SFS has been coming up a lot in relation to direct storage. The technique itself isn’t new, it’s just becoming standardized.
I thought I read that unless you were willing to render the frame twice, there was a frame delay (ie it tells you the resources needed by the previous frame).
Since the bandwidth is finite, very fast scene changes will still overload the pipeline. I don’t know if I can find it again, but IIRC one of the SFS testing demos incurred 10-40% frame drops while decompressing new assets on the fly. Obviously it depends on the game/assets/etc, but the point being even if you only needed 200MB for the current frame, it’s probably best to keep more assets loaded in the GPU when they have a high probability of being needed in the future. IMHO the benefit of SFS is when you are forced to evict resources from VRAM because you are out of space, but not to do so prematurely simply because you rotated the camera and an asset is out of view.

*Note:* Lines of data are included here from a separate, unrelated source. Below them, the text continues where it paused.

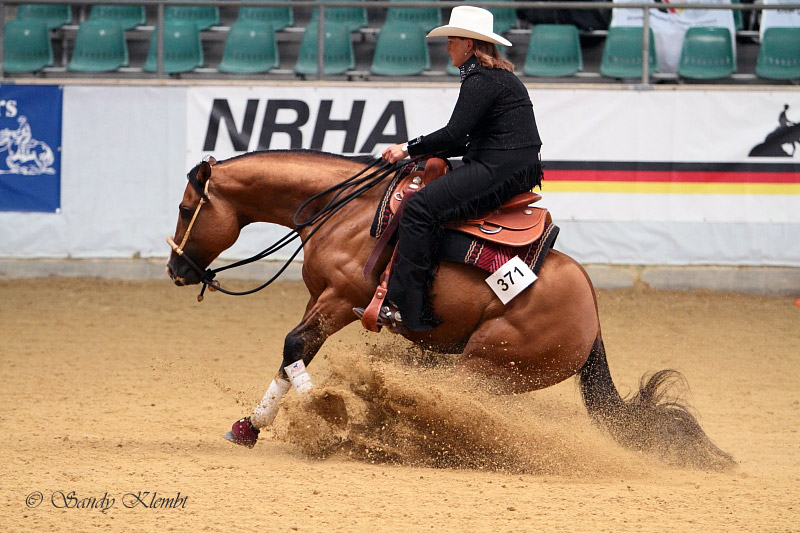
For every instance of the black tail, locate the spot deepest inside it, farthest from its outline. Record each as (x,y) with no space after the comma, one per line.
(649,421)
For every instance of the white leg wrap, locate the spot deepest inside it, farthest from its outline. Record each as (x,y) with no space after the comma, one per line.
(299,377)
(264,414)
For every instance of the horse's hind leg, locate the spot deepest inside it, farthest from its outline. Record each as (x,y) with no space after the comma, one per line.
(324,316)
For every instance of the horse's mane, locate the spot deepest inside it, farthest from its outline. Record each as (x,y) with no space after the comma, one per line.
(363,159)
(366,159)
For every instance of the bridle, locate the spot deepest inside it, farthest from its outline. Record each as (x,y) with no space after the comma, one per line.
(206,276)
(203,199)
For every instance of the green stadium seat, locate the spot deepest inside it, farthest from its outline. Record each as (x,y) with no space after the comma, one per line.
(707,54)
(353,18)
(339,56)
(622,53)
(128,16)
(505,18)
(26,46)
(99,47)
(401,50)
(427,17)
(251,48)
(53,15)
(203,16)
(779,54)
(183,51)
(277,17)
(553,50)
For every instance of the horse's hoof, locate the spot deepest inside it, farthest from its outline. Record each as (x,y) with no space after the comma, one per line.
(243,432)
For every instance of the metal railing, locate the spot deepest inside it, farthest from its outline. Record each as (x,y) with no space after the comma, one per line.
(645,7)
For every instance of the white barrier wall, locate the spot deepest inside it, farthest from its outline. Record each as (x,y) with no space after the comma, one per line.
(673,176)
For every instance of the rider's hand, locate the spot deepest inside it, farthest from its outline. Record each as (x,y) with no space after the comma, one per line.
(395,153)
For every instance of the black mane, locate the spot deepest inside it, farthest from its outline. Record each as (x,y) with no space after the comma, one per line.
(363,159)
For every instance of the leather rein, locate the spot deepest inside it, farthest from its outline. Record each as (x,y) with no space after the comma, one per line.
(362,183)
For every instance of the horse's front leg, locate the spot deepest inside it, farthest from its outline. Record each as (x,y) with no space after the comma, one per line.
(324,316)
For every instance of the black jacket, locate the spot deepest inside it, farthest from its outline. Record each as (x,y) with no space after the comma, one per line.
(493,111)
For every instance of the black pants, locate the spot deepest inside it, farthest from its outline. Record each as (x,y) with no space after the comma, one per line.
(487,179)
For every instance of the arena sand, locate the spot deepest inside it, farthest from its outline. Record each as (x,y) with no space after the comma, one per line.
(123,389)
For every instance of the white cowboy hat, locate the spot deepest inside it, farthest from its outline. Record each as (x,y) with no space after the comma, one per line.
(472,23)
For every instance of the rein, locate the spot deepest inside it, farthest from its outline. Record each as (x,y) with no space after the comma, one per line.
(362,184)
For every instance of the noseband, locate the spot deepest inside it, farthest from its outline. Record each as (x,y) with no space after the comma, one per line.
(206,276)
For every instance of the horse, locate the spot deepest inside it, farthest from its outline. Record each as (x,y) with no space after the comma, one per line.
(546,334)
(32,159)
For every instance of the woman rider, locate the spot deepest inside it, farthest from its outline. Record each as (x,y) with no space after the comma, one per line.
(494,128)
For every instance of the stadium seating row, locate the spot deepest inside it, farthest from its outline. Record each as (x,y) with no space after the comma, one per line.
(401,50)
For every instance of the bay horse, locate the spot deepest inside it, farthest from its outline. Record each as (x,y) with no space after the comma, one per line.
(548,333)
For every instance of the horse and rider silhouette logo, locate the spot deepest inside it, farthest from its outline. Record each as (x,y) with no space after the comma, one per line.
(24,154)
(781,141)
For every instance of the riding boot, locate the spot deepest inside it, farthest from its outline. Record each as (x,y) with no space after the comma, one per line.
(408,290)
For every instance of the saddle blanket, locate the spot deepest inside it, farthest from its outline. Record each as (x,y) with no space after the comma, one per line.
(459,247)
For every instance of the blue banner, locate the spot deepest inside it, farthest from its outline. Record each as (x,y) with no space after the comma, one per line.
(30,148)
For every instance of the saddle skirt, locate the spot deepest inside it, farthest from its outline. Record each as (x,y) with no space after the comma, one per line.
(515,223)
(515,229)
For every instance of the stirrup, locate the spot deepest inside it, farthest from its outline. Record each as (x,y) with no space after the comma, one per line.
(389,316)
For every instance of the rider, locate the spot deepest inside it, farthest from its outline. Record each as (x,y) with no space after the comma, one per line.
(493,127)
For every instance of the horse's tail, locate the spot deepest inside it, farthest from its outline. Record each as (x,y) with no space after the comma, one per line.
(649,421)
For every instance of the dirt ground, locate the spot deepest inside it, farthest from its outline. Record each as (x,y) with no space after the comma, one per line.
(112,392)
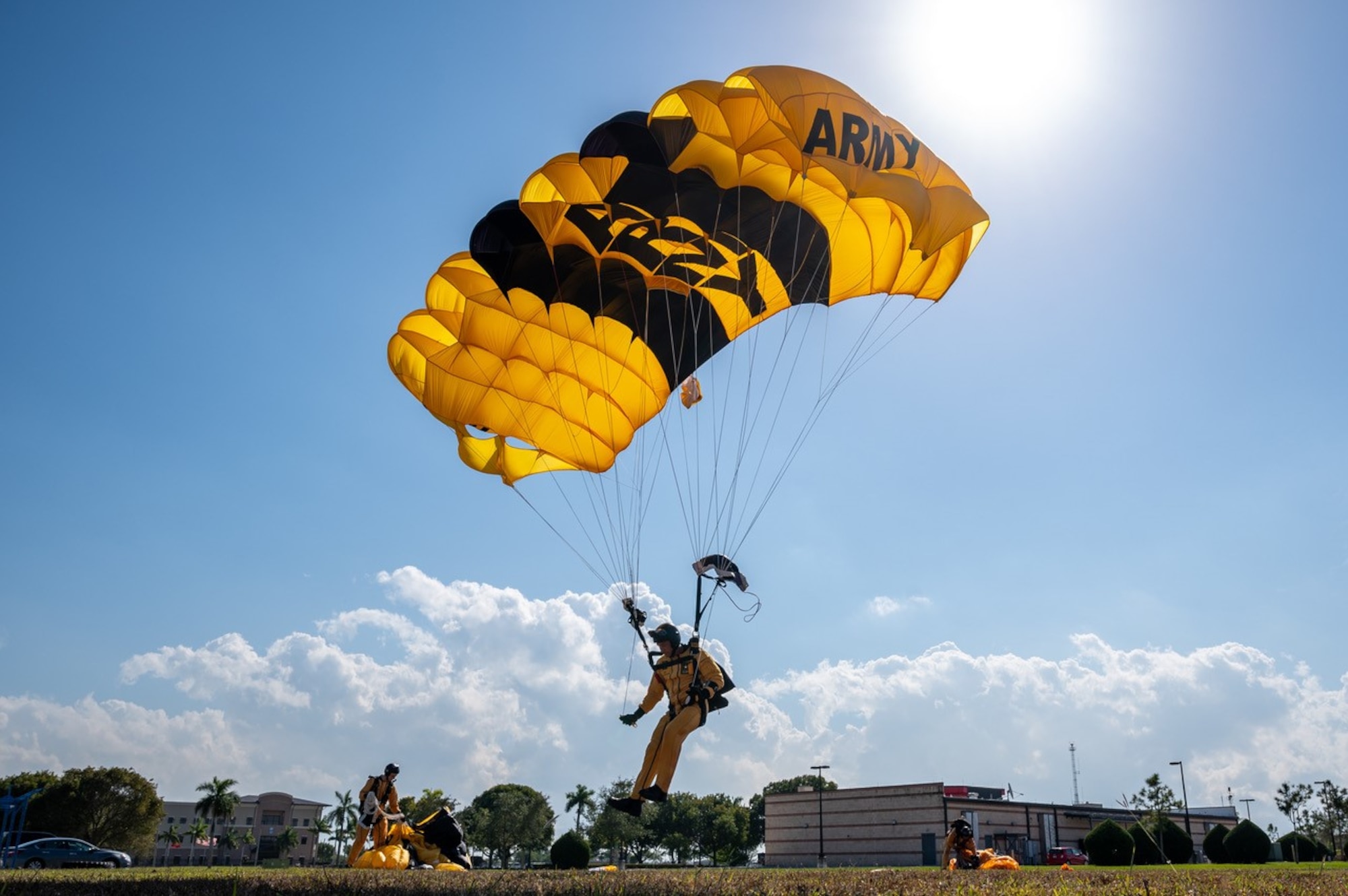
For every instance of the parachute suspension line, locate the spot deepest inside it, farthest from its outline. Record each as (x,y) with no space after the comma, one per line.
(632,654)
(565,541)
(788,324)
(791,363)
(827,387)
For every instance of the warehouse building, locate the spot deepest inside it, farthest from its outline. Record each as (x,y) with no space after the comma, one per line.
(907,824)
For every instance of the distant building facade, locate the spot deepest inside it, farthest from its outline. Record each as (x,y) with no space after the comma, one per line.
(265,816)
(907,824)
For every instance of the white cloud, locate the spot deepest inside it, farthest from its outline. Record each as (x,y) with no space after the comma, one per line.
(468,685)
(884,607)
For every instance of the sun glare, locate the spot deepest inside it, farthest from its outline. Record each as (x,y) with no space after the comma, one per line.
(1009,65)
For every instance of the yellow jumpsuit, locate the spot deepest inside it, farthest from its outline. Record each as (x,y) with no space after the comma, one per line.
(673,677)
(386,796)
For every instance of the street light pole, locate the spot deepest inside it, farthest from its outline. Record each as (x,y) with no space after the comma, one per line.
(1324,805)
(1186,792)
(819,771)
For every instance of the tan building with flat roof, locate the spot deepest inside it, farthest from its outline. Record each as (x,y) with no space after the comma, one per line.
(907,824)
(266,816)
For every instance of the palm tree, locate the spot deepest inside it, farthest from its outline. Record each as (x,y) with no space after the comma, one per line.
(220,801)
(343,819)
(580,800)
(197,832)
(321,828)
(171,839)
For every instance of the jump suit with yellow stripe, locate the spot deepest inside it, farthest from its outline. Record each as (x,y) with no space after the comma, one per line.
(386,797)
(675,677)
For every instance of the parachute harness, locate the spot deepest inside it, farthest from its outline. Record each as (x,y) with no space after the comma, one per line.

Yes. Another completely different discussion is the effects on NAND storage itself. Normally we only think about longevity in terms of writes, but reads have an impact on flash cells too.
https://en.wikipedia.org/wiki/Flash_memory#Read_disturb
It’s virtually a non-problem when the OS caches reads in memory. But if you were to design something that quickly and regularly cycled through read/discard/read/discard operations without using a cache, then instances of this “read disturb” phenomenon could increase significantly as you played a game. Mature flash controllers should be mitigating this by rewriting frequently read areas before a read disturb happens, but IMHO it’s best to cache frequently used assets than to re-read them constantly.
Oops, I meant framerate instead of frames.